Here’s a little thing that may have big consequences, especially when it comes to microservices: your TCP connections can break silently, without you even knowing about it.

TCP connections silently breaking can cause your microservices to hang indefinitely. What’s worse, this may only happen in production, and I’ll explain in this post why. If you are experienced in writing microservices you may have worked around that by implementing a circuit breaker in your application. However, if you are just getting started with microservices you may want to keep reading.

“Wait a minute! ” — you may think — “ Isn’t TCP supposed to be reliable?” Yes, you are right. TCP guarantees any submitted data to be either reliably transmitted, or you will receive an error. However, if you transmit no data over a connection TCP (on default settings) does not check if the connection is still alive.

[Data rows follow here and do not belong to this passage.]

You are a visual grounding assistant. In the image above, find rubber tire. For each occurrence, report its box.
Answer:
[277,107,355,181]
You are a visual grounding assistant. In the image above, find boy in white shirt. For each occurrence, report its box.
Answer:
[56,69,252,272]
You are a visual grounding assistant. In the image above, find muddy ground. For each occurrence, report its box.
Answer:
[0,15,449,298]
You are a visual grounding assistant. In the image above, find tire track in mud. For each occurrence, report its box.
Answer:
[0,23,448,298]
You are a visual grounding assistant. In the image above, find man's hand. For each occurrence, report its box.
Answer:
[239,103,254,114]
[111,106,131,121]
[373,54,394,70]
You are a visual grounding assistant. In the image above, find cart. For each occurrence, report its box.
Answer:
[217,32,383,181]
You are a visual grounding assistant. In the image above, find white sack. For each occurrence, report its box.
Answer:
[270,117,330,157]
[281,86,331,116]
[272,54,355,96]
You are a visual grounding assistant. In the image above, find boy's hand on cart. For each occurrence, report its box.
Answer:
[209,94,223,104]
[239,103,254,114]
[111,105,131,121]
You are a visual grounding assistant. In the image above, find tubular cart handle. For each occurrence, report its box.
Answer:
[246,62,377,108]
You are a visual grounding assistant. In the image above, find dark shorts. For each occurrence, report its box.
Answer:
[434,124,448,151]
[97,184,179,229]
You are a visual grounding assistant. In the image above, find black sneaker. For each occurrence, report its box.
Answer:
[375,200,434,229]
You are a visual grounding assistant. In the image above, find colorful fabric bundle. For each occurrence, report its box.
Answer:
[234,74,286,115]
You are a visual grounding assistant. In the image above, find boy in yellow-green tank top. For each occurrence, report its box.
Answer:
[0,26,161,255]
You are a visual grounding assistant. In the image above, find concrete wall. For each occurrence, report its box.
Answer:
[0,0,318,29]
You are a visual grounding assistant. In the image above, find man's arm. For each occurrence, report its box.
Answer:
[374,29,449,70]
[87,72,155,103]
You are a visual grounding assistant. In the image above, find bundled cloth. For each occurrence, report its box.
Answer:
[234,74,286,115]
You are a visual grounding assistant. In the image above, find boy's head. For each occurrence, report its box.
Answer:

How does this check work when data is sent, you ask? Every so often the receiving party sends an acknowledgement packet to the sending party for the data it has received. If an acknowledgement is not received within 3 seconds the TCP packet is retransmitted. If no data is sent, no acknowledgement is sent either. In other words, there is no packets are traveling between the two parties.

Let’s apply this to microservices: service A sends a HTTP request to services B. Services A then waits for a response. During this wait period neither A, or B, send any data over the TCP connection. When service B is finally ready with processing the request it will send the response to service A and the connection will be closed.

So far so good. However, what happens if the machine service B runs on suddenly hits a kernel panic? In other words the network link stays up on a hardware level, but the software doesn’t respond at all. In this case service A will consider the TCP connection to be alive up until the point where it hits a timeout.

The default for this timeout is 10 minutes. Service A may hang for 10 minutes. Other services that rely on service A may also hang for that amount of time.

Be careful! In a development environment you may not see this happening if all your services run on the same machine. Within a single machine TCP connections always give you a connection closed error if the other party crashes.

So, what can you do? First of all, don’t use microservices if you don’t have to. I know, it’s the cool thing to do, but microservices bring more complexity due to the network in-between, not less. Other than that, you can implement the aforementioned circuit breaker pattern, tune TCP timeouts, and turn on TCP keepalives.